In theory everything that happens is part of an endless chain of cause-effect relationships, and if you knew perfectly how the stage was set you could know exactly what the outcome would be. In practice there is a functionally irreducible amount of uncertainty, and statistics can help us make far better decisions given this fact. Running a clinical trial to find that people die 37.2% less often when given some new treatment is incredibly valuable. But statistical answers are fundamentally uncertain, and what we really want when we consult an Oracle is a definitive statement. If Croesus attacks the Persians, will he win? If he’s told he has a 37.2% chance of victory, what should he do with that information?
Decisions
There are times when having precise statistical estimates, even if they are far from certain, is very valuable. Professional poker players report that they can really ‘feel’ the difference between a 30% chance and a 35% chance, and it’s relevant for them because they can easily calculate expected value for any given choice. We also have an entire sector of financial services that is essentially just converting statistical estimates into money.

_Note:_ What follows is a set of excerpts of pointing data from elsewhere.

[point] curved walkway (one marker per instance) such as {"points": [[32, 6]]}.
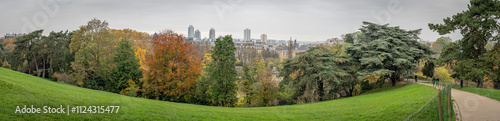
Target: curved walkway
{"points": [[474, 107]]}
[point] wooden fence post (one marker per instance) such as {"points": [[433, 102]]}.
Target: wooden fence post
{"points": [[439, 106], [448, 92]]}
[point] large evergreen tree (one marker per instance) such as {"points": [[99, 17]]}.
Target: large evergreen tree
{"points": [[317, 73], [478, 25], [223, 73], [388, 51], [127, 67]]}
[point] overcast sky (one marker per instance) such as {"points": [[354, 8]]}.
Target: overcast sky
{"points": [[304, 20]]}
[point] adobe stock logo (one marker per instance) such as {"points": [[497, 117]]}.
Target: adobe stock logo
{"points": [[385, 16], [41, 18]]}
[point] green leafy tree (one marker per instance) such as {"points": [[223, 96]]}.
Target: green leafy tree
{"points": [[478, 25], [23, 51], [223, 72], [94, 51], [349, 38], [492, 65], [127, 67], [428, 69], [388, 52]]}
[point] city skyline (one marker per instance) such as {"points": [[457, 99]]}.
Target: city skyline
{"points": [[310, 20]]}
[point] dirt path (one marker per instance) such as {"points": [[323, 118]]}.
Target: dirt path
{"points": [[474, 107]]}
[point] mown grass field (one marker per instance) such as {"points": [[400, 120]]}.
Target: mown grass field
{"points": [[18, 89]]}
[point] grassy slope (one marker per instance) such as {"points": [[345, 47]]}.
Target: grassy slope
{"points": [[491, 93], [18, 89]]}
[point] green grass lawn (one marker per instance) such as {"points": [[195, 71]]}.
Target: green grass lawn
{"points": [[18, 89], [491, 93]]}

It’s not so simple to convert probabilities into most important real-world decisions, especially when you only have one shot to make that choice, and those are the places we want oracles the most. If you are considering having children with your partner and want to know whether they’ll be happy and healthy, would an 80% chance satisfy you? A 60% chance? A 30% chance? You can think through a set of principles to make this kind of decision, something I’d like to write more on in the future, but ultimately it comes down to an intuitive judgment. It becomes more about philosophy than statistics.
I think for most humans in most situations we have essentially three settings on our probability dial when asking if something will happen: yes, no, and maybe. If we are really thinking hard about something we might be able to add a couple of gradations in the form of ‘probably yes’ and ‘probably no,’ but getting too much beyond that starts to stink of imagined accuracy. Given a 37.2% chance, we’d just round that off to a ‘maybe’ or a ‘probably no.’ At a certain point you run into diminishing returns on forecast accuracy, and we might already be well past that point when it comes to converting those forecasts into decisions.
Still, I think there is value in trying to quantify this uncertainty if only to help yourself better understand the world, particularly when everything in that world is uncertain. Maybe if King Croesus was given a 37.2% chance of victory instead of a cryptic prophecy he would have made a different choice, or maybe not. But even without plugging this number into some complex decision model, I think it would have given him pause and pushed him to think about it a little more deeply. We’re not going to get oracles that tell us what’s going to happen, but maybe we can use their prophecies to make decisions just a little bit better.



Looking forward to making decisions just a little more informed! Thank you for this insightful overview.